Tunisia’s new head of government: a woman at the top – and many doubters


analysis

Status: 11.10.2021 2:57 p.m.

Bouden Romdhane is the first woman to become Prime Minister – in Tunisia and in the Arab world. The 60-year-old is politically unknown. This is not the only reason why critics fear that the move will remain symbolic politics.

By Dunja Sadaqi, ARD Studio Rabat

Nejla Bouden Romdhane – that’s the name of Tunisia’s new head of government. For the first time in the history of the small North African state, a woman is supposed to lead a government.

President Kais Saied commissioned them to form a government at the end of September – more than two months after he himself had deposed parliament and parts of the government. Saied had recently announced that he would now rule by decree – and in this way also appointed the now sworn government. With this move, the president had suspended parts of the new constitution, which had been drawn up in 2011 after the revolution of the so-called Arab Spring and the overthrow of long-term ruler Ben Ali.

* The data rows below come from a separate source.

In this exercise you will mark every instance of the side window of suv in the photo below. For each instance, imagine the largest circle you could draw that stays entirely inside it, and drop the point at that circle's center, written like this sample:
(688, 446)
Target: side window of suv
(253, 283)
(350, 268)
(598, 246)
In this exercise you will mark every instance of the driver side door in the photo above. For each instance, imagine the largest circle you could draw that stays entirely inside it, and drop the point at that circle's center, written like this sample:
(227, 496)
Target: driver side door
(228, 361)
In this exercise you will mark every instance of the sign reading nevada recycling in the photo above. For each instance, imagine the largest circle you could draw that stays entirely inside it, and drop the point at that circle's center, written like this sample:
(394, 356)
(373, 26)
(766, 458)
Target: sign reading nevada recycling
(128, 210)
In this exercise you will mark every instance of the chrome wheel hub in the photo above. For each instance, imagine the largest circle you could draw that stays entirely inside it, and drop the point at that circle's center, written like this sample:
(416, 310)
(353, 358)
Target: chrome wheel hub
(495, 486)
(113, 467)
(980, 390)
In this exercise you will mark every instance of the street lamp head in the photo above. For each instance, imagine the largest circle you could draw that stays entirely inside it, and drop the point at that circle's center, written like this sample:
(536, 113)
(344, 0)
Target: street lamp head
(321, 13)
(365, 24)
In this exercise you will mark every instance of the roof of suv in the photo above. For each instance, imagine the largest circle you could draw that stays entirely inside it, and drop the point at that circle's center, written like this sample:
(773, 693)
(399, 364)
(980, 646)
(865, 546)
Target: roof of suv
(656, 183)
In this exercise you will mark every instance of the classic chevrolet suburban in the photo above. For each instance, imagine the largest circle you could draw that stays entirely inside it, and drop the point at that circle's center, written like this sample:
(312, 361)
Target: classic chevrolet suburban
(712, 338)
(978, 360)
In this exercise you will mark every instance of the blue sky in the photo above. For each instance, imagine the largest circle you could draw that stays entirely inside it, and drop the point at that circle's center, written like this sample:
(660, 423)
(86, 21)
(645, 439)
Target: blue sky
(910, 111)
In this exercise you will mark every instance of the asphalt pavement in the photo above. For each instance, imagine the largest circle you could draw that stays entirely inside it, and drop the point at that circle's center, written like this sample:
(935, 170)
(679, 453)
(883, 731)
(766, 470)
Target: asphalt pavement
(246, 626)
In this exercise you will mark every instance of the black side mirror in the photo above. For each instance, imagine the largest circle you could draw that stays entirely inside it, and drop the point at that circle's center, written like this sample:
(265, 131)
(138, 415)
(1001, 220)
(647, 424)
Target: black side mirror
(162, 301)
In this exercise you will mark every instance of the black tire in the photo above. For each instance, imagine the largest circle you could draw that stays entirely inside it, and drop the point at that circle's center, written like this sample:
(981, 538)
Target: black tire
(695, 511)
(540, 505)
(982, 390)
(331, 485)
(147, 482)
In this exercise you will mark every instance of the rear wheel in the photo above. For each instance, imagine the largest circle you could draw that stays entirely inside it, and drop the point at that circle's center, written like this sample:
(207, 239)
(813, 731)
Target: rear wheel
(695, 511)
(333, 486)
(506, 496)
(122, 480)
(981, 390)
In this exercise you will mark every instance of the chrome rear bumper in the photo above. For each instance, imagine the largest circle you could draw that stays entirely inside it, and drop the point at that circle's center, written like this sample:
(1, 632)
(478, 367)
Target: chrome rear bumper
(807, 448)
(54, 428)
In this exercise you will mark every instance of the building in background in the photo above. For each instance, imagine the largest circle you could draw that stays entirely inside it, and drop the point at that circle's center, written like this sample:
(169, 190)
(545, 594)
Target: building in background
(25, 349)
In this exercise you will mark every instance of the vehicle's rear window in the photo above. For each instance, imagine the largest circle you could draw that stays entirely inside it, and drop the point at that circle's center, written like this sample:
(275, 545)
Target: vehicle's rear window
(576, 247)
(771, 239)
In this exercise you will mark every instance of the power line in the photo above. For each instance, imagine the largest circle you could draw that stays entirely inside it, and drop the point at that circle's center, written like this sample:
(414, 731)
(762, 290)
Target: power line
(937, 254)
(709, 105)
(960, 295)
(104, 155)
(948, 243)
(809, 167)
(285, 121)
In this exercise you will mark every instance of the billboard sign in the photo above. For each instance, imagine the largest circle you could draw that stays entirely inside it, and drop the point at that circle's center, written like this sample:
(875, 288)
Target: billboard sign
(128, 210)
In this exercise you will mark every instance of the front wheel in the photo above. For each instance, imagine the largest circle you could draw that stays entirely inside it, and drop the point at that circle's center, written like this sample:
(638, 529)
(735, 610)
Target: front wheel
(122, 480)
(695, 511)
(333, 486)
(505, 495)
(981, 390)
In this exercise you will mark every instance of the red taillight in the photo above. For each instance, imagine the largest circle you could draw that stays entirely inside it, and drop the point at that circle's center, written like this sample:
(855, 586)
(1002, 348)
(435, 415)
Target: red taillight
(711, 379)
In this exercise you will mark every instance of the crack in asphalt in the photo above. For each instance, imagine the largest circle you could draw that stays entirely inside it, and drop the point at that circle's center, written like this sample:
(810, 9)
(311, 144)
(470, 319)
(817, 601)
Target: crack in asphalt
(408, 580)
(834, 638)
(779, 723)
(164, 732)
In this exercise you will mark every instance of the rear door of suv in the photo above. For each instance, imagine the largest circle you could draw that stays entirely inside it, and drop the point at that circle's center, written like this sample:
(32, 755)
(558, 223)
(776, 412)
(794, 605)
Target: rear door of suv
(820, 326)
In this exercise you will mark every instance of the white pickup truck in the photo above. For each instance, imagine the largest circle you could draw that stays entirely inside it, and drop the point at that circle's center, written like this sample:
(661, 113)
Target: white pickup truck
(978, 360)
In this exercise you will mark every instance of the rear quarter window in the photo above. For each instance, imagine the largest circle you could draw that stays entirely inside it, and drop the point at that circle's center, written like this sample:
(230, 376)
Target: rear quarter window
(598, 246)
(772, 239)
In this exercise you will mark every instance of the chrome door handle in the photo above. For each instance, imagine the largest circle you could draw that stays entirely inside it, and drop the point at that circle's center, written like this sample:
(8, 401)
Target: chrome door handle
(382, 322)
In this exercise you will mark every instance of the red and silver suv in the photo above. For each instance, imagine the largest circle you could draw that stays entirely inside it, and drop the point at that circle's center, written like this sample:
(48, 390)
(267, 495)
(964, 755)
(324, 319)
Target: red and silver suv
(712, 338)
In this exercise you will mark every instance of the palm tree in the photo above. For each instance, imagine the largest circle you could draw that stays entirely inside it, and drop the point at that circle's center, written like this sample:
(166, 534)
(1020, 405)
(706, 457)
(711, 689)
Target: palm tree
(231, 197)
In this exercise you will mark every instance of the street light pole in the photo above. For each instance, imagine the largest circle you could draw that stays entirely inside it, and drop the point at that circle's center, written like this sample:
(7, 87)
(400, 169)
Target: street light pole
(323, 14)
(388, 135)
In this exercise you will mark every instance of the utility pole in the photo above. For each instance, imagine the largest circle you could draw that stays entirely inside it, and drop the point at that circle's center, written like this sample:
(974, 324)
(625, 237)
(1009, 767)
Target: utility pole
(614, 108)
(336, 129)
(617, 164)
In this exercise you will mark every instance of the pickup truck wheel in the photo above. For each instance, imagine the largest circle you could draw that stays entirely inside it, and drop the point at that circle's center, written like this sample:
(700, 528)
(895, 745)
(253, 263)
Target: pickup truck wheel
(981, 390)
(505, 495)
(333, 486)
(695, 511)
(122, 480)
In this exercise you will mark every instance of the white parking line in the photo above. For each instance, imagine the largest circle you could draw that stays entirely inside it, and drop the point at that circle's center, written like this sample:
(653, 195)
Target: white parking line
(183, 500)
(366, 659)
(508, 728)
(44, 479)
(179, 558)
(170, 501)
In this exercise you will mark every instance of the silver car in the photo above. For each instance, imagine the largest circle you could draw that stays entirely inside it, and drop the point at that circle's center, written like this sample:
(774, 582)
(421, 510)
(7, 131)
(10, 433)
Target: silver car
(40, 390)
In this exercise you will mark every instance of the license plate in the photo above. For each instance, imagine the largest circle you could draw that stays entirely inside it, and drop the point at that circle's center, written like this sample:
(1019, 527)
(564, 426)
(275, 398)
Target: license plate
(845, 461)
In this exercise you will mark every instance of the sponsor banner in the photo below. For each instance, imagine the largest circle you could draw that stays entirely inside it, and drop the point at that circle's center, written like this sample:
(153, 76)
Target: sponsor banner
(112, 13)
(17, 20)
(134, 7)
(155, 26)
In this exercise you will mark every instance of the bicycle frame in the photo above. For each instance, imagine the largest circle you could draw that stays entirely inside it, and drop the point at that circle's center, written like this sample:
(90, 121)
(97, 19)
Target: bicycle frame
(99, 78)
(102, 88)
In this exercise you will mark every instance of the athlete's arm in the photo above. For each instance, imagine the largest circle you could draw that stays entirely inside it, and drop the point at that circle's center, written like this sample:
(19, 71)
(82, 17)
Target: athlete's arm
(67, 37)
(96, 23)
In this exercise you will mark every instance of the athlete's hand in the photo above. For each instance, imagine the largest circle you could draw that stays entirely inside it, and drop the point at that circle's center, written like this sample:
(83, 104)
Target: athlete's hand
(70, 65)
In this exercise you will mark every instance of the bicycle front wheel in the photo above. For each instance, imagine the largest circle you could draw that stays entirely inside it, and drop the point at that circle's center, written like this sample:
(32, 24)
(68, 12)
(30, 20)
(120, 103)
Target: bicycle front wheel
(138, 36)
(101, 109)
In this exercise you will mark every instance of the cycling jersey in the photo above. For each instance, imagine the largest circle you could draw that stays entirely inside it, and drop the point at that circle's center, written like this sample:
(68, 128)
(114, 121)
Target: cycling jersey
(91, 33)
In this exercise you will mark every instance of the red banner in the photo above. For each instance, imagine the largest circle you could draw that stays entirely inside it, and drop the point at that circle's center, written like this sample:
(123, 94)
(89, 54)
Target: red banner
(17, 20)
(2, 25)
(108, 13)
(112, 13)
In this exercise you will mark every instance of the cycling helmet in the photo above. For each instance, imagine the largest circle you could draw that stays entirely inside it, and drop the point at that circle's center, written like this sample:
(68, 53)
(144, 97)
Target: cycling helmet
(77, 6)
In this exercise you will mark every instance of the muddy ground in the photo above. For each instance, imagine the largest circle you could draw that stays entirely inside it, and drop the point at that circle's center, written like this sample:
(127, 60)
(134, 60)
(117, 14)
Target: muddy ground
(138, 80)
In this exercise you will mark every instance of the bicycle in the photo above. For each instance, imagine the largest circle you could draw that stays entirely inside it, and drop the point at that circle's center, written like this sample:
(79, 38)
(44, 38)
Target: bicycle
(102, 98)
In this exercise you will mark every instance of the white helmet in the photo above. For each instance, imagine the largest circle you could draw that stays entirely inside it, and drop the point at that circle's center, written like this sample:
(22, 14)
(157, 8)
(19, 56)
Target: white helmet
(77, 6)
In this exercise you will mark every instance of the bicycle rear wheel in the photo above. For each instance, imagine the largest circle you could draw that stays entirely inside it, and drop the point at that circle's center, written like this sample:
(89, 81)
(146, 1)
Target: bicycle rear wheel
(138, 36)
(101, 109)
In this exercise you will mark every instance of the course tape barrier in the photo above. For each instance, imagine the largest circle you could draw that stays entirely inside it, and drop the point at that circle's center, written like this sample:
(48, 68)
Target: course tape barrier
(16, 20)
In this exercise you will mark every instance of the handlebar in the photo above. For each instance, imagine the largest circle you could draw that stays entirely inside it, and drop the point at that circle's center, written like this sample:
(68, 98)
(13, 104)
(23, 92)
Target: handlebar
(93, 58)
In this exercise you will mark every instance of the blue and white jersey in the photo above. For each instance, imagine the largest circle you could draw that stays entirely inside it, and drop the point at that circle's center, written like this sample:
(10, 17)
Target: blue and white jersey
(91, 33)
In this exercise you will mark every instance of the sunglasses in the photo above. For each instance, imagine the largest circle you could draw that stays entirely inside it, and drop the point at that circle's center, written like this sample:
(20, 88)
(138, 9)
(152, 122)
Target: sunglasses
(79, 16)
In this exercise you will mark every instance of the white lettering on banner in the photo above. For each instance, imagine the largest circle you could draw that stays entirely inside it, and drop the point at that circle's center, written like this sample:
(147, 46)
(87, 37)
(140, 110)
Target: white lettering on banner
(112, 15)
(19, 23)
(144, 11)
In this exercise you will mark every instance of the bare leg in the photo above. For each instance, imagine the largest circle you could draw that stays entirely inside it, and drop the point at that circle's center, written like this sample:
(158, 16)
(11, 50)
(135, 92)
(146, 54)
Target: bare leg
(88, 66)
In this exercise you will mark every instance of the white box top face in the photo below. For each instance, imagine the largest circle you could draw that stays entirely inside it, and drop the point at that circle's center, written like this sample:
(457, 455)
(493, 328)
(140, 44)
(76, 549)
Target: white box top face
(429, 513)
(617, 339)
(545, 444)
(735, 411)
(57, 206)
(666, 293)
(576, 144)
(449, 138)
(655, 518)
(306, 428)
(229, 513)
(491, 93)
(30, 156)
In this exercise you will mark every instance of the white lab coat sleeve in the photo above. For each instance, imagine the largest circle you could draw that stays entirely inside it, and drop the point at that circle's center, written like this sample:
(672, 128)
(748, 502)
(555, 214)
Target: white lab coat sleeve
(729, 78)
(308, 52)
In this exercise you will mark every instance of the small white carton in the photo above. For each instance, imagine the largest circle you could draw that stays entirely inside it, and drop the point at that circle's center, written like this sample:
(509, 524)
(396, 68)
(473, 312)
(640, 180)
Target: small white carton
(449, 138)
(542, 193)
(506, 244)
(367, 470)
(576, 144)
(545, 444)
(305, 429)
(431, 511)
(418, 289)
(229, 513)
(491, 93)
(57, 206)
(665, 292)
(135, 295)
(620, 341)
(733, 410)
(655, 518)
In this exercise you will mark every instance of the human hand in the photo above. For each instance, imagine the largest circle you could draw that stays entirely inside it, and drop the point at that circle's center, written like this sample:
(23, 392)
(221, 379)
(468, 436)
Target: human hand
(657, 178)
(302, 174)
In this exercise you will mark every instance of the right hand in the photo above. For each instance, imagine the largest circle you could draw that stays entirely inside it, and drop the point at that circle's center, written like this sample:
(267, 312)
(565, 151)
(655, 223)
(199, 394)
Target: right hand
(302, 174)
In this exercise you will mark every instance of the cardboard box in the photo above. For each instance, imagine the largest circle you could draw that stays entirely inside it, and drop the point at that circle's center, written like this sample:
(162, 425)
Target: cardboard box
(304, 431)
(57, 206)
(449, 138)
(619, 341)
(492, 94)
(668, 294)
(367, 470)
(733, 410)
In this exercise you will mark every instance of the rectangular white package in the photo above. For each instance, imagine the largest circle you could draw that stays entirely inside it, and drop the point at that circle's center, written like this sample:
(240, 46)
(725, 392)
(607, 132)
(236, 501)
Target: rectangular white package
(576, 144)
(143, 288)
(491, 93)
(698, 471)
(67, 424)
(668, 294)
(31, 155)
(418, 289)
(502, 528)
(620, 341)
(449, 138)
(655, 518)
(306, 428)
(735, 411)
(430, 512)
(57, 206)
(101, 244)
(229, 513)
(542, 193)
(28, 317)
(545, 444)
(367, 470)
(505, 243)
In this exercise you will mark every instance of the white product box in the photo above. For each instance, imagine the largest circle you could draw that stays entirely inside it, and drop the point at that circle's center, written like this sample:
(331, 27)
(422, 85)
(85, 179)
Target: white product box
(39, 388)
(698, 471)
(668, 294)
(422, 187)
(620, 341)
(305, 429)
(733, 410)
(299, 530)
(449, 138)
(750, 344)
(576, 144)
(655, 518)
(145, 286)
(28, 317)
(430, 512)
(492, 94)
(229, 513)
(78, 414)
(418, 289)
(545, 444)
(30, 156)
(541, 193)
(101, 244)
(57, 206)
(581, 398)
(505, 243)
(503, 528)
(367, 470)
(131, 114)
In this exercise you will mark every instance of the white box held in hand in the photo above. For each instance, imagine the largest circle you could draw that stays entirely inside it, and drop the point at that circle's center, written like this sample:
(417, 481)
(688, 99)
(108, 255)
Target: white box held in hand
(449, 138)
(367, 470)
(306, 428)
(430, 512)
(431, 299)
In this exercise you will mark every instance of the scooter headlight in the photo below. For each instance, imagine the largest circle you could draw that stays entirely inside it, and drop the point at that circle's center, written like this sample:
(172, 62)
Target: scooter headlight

Tunisia is therefore still in a constitutional crisis. The nomination of Bouden Romdhane caused mixed feelings in the streets of the capital Tunis. The young unemployed Raouia Gorab told the French news agency AFP: “We hope that she will solve the country’s problems and run government business as we wish. That means that she will improve the employment situation because there has been none since the coronavirus There is more work and factories have been closed. “

“We don’t know who she is”

The 21-year-old media student Yasmine Benhassen is also happy to have a woman at the top of the government. “I was happy when I found out about the appointment because it is the first time that there has been a head of government,” she says, adding: “But that doesn’t change the fact that we can’t be too happy with it, because we can don’t know who she is and what she will do. “

63-year-old Bouden Romdhane is little known in political circles. The engineer and university professor previously worked in the Ministry of Education. As a geologist, her work is said to have focused primarily on the earthquake hazard in Tunis. Now she is supposed to be the first woman in the state to get a grip on the political earthquake in the country – without any previous political experience.

This is historical, but that is precisely why constitutional lawyer Mouna Kraiem does not necessarily see this as progress. “What interests us today are the tasks of the head of government – and these will be what they are called in the decree,” she says. “It will not decide politics, as provided for in the 2014 constitution, but implement the policy of the president and be accountable to him, since we no longer have a parliament.”

Purely symbolic politics or role model function?

Is Bouden Romdhane’s appointment purely symbolic politics to calm Tunisia domestically and internationally? After all, the assumption of power by President Saied also caused international criticism. The only state that had made the leap into a democratic process since the so-called Arab Spring made a backward roll in matters of democracy ten years later.

Bouden Romdhane inherits several challenges, says political analyst Slaheddine Jourchi: “What is its program, what strategy, what priorities does it have? Especially since we are faced with an unprecedented crisis in the economic, financial, political and health sectors Especially since she has no experience and has shown no political interest until now. ” Internationally, many would have welcomed the fact that a woman is now coming to the head of government – “but at what price?” He asks. Because Bouden Romdhane’s pioneering status is another challenge.

Tunisia is seen as a role model when it comes to women’s rights in the region. Tunisia’s first female prime minister will also be the first woman to ever head government in an Arab country. She is just as much a political outsider as President Saied was once – but unlike him, she lacks the necessary legitimacy. Many are wondering how the first woman in the state will be able to stand up to the overpowering president in the future. So far she hasn’t even spoken in person.